A flight to quality into higher rated debt has pushed the average price of riskier single B leveraged loans down to 95.46, the lowest since early January, according to the Credit Suisse Liquid Leveraged Loan index. Double B rated loans, though, have dipped only slightly over the past few weeks to 99.2.

That’s helped create pockets of value for investors in some debt that has sold off, but they may still need to brave potential volatility, Shah said in an interview. The dispersion is especially prevalent in the leveraged loan market, which has come under strain following billions of dollars of outflows and constraints on how much B3 rated debt collateralized loan obligations can buy, he said.

“We are starting to find opportunities where we are willing to go down in quality,” said Shah. “We think the market is being too bearish on the economy and we are finding good value in “mid quality” high yield.” GSAM has US$1.56 trillion in assets under management.

Investors are seeking safety from sectors and companies perceived more at risk from a slowing economy.

But Shah reckons potential losses over the next 12 months are limited. Manufacturing is vulnerable to a slowdown, but the broad-based economy is fine and support from central bank easing hasn’t filtered through yet and should help offset weaker growth in Europe and Asia, he added.

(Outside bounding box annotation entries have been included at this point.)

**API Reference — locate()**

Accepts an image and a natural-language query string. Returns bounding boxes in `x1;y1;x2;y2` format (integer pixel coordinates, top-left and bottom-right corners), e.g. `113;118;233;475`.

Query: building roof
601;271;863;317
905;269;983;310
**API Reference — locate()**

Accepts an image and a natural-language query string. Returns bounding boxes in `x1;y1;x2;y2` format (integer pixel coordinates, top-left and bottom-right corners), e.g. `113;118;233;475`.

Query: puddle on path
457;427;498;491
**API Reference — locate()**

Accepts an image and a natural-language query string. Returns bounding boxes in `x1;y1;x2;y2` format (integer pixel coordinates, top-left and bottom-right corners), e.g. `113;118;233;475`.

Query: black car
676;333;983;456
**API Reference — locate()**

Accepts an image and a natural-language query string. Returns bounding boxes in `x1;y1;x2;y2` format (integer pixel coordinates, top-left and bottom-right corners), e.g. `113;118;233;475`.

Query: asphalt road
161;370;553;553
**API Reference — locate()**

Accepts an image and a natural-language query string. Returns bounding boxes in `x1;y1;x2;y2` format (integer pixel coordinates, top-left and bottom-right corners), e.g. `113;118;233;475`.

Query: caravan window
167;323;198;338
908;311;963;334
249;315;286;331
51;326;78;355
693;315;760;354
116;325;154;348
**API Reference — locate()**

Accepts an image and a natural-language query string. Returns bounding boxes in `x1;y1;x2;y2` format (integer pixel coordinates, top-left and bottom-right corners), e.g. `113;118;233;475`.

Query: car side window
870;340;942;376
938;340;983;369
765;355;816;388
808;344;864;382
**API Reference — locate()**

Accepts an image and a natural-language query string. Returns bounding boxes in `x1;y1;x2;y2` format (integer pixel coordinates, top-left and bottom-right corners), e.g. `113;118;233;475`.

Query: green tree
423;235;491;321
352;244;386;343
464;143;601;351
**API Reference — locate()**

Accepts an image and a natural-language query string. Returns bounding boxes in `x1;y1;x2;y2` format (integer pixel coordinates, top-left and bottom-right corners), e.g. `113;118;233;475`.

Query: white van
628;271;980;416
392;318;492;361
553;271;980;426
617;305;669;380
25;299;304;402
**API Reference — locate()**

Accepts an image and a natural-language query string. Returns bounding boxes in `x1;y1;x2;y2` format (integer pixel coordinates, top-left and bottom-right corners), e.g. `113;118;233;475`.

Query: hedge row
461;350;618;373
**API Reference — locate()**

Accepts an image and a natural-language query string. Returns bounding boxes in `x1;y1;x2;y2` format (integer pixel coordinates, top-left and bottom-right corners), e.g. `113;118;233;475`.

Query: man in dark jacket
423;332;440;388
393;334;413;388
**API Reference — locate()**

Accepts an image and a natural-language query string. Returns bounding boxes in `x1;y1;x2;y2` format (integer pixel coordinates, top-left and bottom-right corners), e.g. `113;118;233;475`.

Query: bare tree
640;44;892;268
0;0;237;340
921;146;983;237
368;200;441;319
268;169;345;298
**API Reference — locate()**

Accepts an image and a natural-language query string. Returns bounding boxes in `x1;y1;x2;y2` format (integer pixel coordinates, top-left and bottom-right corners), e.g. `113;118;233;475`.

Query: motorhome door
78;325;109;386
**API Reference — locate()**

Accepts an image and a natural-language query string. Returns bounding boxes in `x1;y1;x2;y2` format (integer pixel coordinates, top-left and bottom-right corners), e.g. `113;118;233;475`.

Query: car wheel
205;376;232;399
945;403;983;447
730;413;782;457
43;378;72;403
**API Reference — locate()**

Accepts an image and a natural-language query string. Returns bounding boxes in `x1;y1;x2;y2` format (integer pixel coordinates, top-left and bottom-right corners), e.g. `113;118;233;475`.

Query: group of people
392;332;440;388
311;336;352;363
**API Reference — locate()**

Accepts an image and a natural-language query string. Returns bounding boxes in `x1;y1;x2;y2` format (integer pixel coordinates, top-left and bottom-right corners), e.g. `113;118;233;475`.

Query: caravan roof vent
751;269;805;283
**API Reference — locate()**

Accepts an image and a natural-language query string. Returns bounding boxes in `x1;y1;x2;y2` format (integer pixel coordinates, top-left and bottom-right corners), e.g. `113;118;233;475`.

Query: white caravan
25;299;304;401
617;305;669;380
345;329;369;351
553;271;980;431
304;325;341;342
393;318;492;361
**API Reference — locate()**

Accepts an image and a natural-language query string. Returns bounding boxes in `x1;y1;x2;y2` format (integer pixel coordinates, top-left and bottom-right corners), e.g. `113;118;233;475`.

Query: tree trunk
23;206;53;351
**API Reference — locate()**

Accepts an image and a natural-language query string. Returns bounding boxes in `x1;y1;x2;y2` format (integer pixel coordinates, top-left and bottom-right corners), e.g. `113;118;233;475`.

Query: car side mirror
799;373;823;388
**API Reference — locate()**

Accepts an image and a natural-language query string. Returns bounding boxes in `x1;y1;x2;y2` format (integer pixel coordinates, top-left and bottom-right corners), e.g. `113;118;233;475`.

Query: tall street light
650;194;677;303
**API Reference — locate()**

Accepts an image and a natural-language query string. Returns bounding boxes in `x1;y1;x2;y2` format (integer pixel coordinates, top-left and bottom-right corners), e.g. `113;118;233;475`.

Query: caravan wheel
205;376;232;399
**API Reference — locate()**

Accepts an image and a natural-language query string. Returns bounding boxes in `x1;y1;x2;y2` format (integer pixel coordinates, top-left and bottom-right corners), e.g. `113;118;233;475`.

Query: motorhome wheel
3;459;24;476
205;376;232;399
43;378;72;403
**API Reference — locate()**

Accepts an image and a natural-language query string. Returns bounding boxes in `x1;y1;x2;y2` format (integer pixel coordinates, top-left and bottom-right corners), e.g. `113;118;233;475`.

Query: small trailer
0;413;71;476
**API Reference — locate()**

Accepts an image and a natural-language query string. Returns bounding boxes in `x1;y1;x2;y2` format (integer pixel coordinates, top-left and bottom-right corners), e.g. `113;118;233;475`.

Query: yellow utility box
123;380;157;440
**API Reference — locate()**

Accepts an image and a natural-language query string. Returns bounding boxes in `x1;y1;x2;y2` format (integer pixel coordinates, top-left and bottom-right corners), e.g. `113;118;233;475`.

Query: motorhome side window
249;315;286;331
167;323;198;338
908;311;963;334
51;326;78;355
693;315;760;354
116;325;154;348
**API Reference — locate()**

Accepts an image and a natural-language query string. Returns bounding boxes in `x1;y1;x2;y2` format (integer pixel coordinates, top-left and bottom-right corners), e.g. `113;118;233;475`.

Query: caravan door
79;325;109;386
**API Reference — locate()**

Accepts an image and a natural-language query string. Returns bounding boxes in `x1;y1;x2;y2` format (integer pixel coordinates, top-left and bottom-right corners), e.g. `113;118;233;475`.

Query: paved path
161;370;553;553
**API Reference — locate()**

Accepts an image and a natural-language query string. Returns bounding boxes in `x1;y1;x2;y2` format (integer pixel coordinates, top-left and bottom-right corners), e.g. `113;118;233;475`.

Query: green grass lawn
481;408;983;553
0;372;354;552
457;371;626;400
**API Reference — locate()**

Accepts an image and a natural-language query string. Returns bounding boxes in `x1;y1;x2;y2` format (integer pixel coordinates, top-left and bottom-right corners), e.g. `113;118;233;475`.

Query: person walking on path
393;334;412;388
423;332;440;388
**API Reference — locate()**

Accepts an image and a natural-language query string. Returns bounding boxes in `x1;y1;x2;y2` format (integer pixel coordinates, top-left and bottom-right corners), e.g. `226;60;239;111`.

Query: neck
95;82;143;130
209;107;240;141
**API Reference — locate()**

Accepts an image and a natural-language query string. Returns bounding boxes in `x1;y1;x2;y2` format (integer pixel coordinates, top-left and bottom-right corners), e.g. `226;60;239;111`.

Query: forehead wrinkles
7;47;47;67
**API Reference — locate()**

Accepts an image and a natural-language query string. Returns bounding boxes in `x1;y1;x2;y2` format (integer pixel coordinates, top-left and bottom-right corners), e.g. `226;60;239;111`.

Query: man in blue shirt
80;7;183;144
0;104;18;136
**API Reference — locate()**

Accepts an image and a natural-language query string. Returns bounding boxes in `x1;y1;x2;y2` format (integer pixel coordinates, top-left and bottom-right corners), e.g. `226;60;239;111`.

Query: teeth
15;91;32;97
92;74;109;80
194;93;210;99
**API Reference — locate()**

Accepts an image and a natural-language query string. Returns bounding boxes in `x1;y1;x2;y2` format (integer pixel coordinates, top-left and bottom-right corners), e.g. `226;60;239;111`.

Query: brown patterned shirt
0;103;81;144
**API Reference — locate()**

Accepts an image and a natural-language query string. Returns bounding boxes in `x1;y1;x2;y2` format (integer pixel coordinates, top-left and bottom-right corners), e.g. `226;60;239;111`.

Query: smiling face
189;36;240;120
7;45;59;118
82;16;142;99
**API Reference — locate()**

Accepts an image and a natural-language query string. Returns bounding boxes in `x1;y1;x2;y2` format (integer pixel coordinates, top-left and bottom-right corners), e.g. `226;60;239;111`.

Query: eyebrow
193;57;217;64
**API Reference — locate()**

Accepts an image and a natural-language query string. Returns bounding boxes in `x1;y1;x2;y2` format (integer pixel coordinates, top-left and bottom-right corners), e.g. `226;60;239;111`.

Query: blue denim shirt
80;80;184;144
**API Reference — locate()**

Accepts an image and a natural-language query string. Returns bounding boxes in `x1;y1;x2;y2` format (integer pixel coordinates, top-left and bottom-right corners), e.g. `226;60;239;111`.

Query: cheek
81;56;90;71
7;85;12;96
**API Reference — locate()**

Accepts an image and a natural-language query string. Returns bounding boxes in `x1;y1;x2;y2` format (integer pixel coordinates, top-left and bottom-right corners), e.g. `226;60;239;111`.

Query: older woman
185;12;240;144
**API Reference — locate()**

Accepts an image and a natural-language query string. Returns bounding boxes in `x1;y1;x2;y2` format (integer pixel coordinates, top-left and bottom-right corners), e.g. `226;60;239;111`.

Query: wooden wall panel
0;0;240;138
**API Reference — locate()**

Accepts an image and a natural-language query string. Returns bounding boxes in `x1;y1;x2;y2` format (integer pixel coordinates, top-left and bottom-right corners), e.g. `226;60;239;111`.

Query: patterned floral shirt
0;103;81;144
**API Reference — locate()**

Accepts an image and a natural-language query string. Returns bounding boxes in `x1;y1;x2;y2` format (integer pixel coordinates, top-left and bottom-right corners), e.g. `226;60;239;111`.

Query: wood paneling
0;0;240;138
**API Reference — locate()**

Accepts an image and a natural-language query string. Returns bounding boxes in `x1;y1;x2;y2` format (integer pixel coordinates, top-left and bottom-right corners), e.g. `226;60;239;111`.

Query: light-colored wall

“Things have to get a lot worse to lose money,” said Shah.

GSAM has also been buying debt of lower rated investment-grade companies that are deleveraging, have good free cash flow and are not overly cyclical. Some names that have fallen into the BBB band, which sits just above junk, have attractive valuations as well.

Among securitized products, CLO liabilities look appealing, while agency mortgages are also attractive as the Federal Reserve has shrunk its balance sheet.

Investors may have to brace for some ups and downs before year-end amid uncertainty over Brexit and ongoing trade negotiations between the U.S. and China. Yet that could be another opportunity if Shah’s expectations are right that a broad-based hunt for yield will not resume until 2020. That’s partly because investors may want to lock in strong returns they’ve already made this year, he said.

High-yield bonds have returned more than 11 per cent this year, the most since 2016 on a year-to-date basis. Leveraged loans have returned less, but they’re still a robust 6.14 per cent.

“There’s a lot less risk tolerance,” said Shah. “In the new year, people will start to go to where there is opportunity.”